As the company grew, in 2008 AIHAO launched its own R&D center for ¥ 90 million and in 2010 AIHAO launched China's largest stainless steel ball-point pen workshop for ¥ 30 million. AIHAO changed its focus to the design of the pens and until 2013 had more than 200 patents.

== Products ==

In 2013, AIHAO fabricated nearly 400 varieties of pens, including gel ink pens, ball-point pens, fountain pens, roller ball pens, carbon pens, highlighting pens, marking pens, fluorescent pens, crayons and felt-tip pens.
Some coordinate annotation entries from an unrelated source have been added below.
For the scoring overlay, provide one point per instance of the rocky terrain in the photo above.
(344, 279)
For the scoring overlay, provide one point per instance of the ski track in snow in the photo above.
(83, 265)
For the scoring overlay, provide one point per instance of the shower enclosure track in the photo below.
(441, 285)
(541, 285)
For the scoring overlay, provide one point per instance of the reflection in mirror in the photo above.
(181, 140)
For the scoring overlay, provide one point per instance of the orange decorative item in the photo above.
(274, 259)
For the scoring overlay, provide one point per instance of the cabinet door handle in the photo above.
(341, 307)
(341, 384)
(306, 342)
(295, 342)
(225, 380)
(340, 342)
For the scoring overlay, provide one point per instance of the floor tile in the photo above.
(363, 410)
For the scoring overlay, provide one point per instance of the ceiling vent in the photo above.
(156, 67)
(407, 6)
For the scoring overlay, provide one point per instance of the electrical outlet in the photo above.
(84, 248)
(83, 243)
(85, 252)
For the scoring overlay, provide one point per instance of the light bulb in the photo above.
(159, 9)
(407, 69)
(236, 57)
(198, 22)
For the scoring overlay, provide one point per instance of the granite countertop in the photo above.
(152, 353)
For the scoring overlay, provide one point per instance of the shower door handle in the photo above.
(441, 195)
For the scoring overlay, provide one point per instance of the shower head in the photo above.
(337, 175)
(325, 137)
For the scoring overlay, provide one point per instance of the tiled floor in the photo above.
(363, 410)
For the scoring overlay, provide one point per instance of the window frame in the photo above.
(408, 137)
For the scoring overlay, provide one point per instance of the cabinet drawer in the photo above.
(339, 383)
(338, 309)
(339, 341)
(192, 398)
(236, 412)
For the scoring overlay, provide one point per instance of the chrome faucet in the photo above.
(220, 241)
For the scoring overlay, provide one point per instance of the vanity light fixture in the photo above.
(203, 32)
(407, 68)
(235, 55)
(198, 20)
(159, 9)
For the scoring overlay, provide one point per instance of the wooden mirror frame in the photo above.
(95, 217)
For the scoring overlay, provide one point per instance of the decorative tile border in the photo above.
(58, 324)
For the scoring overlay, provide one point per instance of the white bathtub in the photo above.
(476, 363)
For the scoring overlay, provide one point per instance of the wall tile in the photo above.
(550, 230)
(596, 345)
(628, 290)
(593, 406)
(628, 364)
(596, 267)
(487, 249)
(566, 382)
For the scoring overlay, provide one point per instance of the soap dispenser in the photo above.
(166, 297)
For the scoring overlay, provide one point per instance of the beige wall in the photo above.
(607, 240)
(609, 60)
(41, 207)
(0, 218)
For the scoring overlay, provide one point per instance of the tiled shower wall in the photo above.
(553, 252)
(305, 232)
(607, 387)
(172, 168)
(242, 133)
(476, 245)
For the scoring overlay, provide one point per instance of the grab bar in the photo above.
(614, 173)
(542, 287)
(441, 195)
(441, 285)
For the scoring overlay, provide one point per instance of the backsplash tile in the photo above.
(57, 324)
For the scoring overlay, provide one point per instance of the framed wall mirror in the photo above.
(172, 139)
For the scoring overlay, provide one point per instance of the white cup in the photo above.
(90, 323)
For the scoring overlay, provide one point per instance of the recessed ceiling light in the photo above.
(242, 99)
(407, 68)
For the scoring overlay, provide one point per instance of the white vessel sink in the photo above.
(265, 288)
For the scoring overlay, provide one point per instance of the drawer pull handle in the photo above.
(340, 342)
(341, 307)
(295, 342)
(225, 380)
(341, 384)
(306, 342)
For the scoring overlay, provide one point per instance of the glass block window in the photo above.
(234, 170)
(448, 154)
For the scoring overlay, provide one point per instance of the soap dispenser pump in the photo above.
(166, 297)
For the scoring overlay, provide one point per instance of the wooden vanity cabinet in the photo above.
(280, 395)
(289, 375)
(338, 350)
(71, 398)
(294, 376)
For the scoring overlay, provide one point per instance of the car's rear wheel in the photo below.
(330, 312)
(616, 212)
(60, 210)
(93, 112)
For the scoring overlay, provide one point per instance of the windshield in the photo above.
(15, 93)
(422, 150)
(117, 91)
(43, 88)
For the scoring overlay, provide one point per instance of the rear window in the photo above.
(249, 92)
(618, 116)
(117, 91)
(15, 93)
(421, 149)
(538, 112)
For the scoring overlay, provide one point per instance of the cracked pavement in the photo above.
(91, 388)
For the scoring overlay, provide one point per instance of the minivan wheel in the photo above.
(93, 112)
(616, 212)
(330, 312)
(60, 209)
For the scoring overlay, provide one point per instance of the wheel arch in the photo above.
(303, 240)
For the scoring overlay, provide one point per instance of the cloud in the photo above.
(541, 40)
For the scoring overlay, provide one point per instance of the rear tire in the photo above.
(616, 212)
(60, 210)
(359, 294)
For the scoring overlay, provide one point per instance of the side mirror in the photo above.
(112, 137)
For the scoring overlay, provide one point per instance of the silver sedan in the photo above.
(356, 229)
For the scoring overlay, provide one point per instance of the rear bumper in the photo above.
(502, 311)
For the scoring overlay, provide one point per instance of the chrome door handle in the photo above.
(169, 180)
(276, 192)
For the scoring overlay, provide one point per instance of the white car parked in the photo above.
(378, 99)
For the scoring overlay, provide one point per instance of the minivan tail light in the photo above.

Most of AIHAO's products are for exportation, reaching more than 100 countries, and the company is respected internationally. In 2013, the company reached the production of 1.8 million pens a day. Their most famous product is the ball-point pen, which uses pen tips from Premec (Switzerland) and ink from Mikuni Corporation (Japan) and National Corporation (United States). In 2014, AIHAO was world's largest producer of roller
ball pens.

== Awards ==

AIHAO received many awards and titles over the years, including "China's Master of Pens" and "Famous Zeijiang Brand".